The Story
Why it exists.
The beginning
Assam of India is named for the tea-growing region in northeastern India, one of the world's most prolific producers of black tea, known for its bold, malty character. The fragrance was created by perfumer Jennifer Riley and launched in 2015 as part of Berdoues' Collection Grands Crus, a line built around single-origin inspirations. Riley didn't try to capture every dimension of Assam, she focused on what makes the region's tea distinctive: its clarity, its slight bitterness, the way it grounds without heaviness. The lemon top note serves as the water that would steep the tea. The sandalwood base acts as the warmth underneath the cup. The result is a fragrance that smells like the idea of tea, not a candle version of it, not a flavored latte, but the actual aromatic truth of the leaf.
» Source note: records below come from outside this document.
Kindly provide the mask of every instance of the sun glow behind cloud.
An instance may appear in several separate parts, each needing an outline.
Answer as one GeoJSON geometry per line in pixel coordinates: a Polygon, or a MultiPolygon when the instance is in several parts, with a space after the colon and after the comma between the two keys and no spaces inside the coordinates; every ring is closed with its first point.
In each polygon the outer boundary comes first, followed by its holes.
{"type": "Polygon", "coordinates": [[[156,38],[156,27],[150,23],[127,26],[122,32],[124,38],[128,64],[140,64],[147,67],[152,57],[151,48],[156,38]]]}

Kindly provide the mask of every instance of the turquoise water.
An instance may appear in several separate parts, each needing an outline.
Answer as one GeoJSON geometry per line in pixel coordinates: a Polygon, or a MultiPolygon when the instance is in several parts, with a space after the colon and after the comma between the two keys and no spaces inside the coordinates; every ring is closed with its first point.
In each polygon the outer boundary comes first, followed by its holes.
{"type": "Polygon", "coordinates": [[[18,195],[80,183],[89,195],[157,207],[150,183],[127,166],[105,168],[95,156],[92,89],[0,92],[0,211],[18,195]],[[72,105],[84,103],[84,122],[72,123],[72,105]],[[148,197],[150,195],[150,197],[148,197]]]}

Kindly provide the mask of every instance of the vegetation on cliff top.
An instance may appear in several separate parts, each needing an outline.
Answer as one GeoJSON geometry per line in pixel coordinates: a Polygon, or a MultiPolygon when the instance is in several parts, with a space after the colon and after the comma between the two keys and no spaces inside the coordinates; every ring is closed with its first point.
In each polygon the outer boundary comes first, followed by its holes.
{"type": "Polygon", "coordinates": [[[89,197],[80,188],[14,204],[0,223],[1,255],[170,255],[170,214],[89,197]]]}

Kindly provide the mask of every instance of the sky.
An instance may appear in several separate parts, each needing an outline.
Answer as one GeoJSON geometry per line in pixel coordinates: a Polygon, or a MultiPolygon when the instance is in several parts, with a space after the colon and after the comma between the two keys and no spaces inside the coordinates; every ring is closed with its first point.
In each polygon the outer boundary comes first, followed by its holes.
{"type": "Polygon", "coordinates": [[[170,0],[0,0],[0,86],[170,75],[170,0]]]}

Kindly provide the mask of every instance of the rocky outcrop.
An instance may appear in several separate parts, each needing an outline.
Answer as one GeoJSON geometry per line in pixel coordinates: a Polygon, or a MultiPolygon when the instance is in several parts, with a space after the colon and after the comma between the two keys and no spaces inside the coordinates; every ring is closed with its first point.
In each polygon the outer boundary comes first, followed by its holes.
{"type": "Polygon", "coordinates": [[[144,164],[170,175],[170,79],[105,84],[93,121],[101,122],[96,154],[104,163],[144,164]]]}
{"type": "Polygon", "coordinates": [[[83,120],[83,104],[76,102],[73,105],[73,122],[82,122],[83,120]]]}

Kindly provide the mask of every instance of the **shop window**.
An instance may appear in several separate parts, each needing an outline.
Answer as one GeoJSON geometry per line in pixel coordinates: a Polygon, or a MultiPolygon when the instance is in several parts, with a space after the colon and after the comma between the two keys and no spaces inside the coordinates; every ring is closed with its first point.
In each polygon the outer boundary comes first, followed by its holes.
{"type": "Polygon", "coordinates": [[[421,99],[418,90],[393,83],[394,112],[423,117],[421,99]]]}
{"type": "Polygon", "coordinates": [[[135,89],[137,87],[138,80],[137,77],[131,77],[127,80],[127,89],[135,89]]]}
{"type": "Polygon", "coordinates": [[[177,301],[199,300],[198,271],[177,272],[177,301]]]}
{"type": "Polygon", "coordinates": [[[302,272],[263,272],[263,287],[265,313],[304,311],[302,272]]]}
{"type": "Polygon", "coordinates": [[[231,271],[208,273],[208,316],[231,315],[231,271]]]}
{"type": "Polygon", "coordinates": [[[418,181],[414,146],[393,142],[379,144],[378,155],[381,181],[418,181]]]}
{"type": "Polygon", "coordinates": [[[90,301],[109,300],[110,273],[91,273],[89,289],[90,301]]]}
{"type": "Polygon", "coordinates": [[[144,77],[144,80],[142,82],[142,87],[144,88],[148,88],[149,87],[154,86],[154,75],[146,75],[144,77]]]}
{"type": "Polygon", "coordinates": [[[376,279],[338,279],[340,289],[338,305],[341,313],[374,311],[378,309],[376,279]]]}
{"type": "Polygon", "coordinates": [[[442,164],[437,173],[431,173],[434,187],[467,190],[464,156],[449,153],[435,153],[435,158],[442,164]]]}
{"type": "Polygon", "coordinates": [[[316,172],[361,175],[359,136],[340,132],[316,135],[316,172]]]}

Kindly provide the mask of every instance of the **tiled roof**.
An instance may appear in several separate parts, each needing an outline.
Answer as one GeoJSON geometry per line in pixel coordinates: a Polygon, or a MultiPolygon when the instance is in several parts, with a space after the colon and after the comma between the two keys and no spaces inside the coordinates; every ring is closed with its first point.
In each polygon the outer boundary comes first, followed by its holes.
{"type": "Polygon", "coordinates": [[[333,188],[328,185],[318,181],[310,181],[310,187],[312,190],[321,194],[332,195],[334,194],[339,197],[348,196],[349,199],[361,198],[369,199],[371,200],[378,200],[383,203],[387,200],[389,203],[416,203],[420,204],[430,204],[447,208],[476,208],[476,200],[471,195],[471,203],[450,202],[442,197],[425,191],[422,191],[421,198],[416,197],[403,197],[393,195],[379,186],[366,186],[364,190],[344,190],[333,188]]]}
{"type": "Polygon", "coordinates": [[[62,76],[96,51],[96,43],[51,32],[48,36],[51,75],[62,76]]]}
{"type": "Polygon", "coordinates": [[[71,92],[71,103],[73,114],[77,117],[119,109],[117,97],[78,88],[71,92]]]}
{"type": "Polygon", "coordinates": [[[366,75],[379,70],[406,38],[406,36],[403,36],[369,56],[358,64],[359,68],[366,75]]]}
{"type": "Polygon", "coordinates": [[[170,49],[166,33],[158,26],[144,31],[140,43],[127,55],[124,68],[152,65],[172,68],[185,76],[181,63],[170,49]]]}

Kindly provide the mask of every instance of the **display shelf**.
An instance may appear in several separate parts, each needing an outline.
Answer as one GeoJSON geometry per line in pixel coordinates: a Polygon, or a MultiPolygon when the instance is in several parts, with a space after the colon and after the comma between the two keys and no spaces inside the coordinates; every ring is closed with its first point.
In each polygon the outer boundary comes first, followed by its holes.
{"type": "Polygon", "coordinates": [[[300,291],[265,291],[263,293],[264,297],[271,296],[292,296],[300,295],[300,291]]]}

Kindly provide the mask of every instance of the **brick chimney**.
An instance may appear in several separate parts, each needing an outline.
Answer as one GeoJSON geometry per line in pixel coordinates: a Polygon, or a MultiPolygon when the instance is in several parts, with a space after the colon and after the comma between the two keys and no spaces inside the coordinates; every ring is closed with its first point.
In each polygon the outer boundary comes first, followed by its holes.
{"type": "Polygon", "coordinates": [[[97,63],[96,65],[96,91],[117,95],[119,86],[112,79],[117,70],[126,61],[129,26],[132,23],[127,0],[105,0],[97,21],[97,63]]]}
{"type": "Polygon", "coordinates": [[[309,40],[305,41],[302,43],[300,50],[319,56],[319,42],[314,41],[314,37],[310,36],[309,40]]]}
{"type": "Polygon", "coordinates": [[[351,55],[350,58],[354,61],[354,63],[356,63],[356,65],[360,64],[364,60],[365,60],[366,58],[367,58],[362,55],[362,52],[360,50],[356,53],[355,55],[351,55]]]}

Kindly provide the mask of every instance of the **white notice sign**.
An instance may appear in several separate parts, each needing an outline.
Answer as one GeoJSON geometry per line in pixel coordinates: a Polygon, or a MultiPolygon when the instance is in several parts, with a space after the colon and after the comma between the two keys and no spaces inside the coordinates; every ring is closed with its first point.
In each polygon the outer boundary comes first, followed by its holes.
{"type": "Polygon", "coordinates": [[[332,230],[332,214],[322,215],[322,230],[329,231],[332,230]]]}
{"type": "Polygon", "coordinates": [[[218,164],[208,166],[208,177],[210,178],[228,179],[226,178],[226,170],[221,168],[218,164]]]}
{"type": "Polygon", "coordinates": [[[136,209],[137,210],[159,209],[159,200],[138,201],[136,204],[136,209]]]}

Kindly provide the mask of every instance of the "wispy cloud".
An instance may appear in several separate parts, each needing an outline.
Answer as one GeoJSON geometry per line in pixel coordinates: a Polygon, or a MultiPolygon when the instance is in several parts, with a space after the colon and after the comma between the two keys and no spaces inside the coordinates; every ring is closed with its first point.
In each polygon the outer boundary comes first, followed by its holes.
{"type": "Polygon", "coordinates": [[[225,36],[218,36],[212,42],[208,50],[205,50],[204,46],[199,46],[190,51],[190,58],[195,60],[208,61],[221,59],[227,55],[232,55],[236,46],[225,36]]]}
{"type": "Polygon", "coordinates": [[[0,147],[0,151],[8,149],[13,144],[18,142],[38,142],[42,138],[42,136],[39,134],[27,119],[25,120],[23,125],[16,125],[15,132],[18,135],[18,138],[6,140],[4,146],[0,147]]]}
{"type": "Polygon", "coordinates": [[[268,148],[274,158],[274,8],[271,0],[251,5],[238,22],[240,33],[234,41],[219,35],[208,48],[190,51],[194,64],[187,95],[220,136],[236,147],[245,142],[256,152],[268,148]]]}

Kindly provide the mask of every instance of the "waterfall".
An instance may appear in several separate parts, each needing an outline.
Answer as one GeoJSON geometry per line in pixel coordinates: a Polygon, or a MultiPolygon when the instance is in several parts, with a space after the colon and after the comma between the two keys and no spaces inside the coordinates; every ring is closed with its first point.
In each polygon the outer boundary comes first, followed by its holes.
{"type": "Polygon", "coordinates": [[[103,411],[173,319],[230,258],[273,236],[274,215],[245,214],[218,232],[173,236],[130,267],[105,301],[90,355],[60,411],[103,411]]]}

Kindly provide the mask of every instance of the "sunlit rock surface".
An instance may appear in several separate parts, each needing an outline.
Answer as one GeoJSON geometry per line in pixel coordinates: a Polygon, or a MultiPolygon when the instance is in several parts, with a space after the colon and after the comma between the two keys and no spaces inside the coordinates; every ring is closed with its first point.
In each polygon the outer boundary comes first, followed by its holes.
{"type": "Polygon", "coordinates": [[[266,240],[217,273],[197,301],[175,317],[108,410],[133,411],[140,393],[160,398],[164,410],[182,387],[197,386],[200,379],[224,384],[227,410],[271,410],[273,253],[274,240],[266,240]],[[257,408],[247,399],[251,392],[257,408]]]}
What makes this composition interesting is its restraint. Tea in perfumery often gets buried under adjuncts, bergamot, jasmine, green notes that read as botanical rather than brewed. Assam of India keeps the structure almost architectural: top, heart, base, and nothing extraneous. The Menton lemon (a small, intensely aromatic lemon from the French Riviera) provides the initial brightness, but it's the Indian tea heart that defines the fragrance's character. It's not green tea, it's black tea, the kind with body and slight astringency.
The evolution
The lemon opens bright and stays for roughly 20 minutes before the tea takes over as the dominant character. Once the tea heart settles in, the fragrance reads as clean, slightly bitter, and aromatic, closer to actual brewed tea than most tea-themed fragrances. The sandalwood arrives late, typically after the 2-hour mark, adding warmth that wasn't present in the opening. On most skin types, the full arc runs 4-6 hours, with the drydown staying close to the skin. The sillage is moderate, present in the first hour, then intimate. Some wearers report the sandalwood barely registers; others find it the most memorable part of the drydown. The tea, though, is always there.
Cultural impact
Tea has shaped global trade, colonial history, and daily rituals across continents. Assam's emergence as the world's largest tea-growing region traces to British colonial experiments in the 1840s, transforming the landscape and economy of northeastern India. The drink moved from medicinal curiosity to afternoon ritual to casual refreshment, embedding itself in cultures from London to Tokyo. Assam of India attempts to bottle that layered legacy: not just a beverage, but a geography and a history. The three-note structure mirrors tea's own simplicity, water, leaf, moment, while the lemon nod acknowledges how the West first encountered Indian tea, sweetened and citrused for unfamiliar palates.